O YouTube voltou atrás e decidiu que irá permitir que alguns criadores de conteúdo monetizem seus vídeos sobre o coronavírus. Anteriormente, qualquer vídeo que mencionasse a palavra tinha os anúncios removidos de acordo com a política de “conteúdos sensíveis” que categorizava o coronavírus como crise de saúde global (junto com desastres naturais, eventos trágicos e atos terroristas).

A restrição enfureceu os criadores que argumentaram que a decisão de desmonetizar o tema levaria a um efeito inibidor de produção. O analista Linus Sebastian, por exemplo, conseguiu se esquivar do algoritmo em um vídeo sobre o impacto do coronavírus na fabricação de eletrônicos ao colocar rapidamente manchetes com “coronavírus” e aludir a “eventos” na China. Isso porque o canal Linus Tech Tips fala sobre tecnologia – youtubers noticiosos passariam por dificuldades maiores.
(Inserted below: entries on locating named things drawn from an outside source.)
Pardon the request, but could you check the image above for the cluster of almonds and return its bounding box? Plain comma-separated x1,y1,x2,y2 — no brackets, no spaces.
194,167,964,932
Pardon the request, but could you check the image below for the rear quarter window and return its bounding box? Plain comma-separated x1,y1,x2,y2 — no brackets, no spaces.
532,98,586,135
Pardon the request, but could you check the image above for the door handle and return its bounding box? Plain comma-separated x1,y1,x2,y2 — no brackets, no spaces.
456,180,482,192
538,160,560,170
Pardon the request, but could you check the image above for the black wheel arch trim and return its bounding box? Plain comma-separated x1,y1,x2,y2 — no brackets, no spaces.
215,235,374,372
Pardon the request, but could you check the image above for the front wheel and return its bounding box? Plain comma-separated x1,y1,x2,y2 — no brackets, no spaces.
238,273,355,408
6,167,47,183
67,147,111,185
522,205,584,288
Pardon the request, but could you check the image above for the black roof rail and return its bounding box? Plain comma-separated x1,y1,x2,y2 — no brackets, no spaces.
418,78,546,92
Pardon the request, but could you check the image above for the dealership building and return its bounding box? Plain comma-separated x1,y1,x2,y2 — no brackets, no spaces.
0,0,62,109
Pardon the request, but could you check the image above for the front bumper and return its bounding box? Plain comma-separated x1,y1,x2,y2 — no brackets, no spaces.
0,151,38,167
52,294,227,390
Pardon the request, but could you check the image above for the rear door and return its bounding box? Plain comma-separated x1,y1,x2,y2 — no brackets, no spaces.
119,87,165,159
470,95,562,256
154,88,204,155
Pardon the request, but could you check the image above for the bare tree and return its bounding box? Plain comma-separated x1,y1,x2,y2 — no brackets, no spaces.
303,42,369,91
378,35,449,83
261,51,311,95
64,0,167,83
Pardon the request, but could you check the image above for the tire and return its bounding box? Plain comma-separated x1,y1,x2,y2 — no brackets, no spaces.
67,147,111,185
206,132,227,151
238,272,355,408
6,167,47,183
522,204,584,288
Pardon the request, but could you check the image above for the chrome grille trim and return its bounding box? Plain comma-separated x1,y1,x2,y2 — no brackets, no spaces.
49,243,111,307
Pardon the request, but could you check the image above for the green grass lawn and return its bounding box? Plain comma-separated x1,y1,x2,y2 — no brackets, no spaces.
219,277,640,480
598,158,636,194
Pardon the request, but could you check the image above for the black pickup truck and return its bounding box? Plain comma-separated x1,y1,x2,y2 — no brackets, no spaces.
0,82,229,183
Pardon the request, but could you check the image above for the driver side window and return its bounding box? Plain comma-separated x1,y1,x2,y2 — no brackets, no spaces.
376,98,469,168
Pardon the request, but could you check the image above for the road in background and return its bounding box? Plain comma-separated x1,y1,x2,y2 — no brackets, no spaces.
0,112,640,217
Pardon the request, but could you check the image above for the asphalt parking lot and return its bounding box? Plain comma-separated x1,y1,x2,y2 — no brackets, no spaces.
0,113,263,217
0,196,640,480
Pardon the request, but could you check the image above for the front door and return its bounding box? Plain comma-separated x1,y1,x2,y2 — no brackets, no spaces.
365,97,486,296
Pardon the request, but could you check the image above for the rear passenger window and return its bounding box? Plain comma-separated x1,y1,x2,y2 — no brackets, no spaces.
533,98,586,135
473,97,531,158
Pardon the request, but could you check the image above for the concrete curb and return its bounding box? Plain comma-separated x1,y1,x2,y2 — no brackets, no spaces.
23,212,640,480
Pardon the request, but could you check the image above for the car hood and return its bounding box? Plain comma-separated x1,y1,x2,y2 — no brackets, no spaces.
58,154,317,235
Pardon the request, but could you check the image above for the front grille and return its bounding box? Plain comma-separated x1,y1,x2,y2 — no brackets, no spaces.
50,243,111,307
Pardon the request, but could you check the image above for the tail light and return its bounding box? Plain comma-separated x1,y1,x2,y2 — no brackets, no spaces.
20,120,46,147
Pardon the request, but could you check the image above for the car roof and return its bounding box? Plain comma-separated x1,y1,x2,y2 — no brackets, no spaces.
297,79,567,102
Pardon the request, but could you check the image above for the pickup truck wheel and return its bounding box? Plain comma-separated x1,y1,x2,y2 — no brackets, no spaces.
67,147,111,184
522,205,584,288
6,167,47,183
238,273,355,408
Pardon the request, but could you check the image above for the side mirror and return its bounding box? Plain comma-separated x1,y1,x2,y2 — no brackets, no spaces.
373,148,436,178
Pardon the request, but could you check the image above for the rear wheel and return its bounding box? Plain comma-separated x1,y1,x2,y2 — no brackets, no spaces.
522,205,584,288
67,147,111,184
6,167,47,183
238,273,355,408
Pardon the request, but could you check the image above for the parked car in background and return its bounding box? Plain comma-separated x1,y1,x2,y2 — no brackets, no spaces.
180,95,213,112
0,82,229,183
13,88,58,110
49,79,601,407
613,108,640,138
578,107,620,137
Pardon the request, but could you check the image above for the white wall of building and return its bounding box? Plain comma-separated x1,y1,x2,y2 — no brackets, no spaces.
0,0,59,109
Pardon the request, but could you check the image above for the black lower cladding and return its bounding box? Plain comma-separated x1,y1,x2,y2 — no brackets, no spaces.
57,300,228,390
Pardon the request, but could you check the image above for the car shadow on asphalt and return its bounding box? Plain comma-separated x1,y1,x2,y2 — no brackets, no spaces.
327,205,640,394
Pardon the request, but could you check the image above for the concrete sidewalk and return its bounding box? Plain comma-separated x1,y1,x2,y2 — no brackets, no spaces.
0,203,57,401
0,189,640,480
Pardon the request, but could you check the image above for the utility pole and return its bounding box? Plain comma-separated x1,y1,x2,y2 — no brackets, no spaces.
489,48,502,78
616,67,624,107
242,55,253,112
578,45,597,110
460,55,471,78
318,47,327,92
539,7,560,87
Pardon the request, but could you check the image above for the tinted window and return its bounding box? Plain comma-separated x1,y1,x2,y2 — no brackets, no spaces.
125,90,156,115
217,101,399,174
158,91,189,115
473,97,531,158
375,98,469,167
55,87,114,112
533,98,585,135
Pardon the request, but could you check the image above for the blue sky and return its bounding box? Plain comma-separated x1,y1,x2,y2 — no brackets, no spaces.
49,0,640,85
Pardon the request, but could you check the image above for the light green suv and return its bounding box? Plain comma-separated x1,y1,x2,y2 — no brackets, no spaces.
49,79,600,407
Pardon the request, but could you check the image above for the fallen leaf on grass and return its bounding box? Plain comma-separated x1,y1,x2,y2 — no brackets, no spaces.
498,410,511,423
“Está ficando claro que essa questão é agora uma parte importante e contínua da conversa diária, e queremos garantir que as organizações noticiosas e os criadores possam continuar produzindo vídeos de qualidade de uma forma sustentável”, afirmou a CEO do YouTube Susan Wojcicki em carta aberta.

A plataforma havia anunciado a decisão de conteúdo sensível em fevereiro, sem muitas explicações. A mensagem era que o YouTube estava priorizando os anunciantes; o rótulo de “conteúdo sensível” se enquadra nas diretrizes de conteúdo “amigável ao anunciante”, e o monitoramento de certas palavras pode evitar que um anúncio de uma marca importante não apareça associado com desinformação.

Isso significa que brincadeiras e a vídeos potencialmente falsos sobre coronavírus podem ganhar dinheiro agora? Não necessariamente. Em uma carta aberta, a CEO do YouTube, Susan Wojcicki, anunciou que a monetização estará aberta a parceiros de notícias e “um número limitado de canais” que “se auto-certificarem com precisão“.

Sob esse sistema, o YouTube irá verificar uma série de itens que indicam os níveis de conteúdo potencialmente ofensivo nos vídeos; a revisão automatizada faz uma determinação; se você discordar dos algoritmos do YouTube, você pode contestar e pedir uma revisão humana. O YouTube recompensará os canais que consistentemente rotularem seus vídeos com precisão, confiando cada vez mais neles para a publicação sem revisão automatizada para os termos relacionados a “coronavírus”.

Não é um sistema perfeito. O hit “Corona Time” que tem feito sucesso no TikTok e que não contém a palavra “coronavírus” no título exibiu anúncios da Organização Mundial da Saúde (OMS) e dos Centros de Controle e Prevenção de Doenças dos EUA (CDC) que haviam sido configurados para todos os conteúdos relacionados à infecção. Outro clipe com a mesma música entitulado “Its corona time official song #Coronavirus” com mais de um milhão de visualizações foi desmonetizado. Ou seja, os algoritmos às vezes batem cabeça.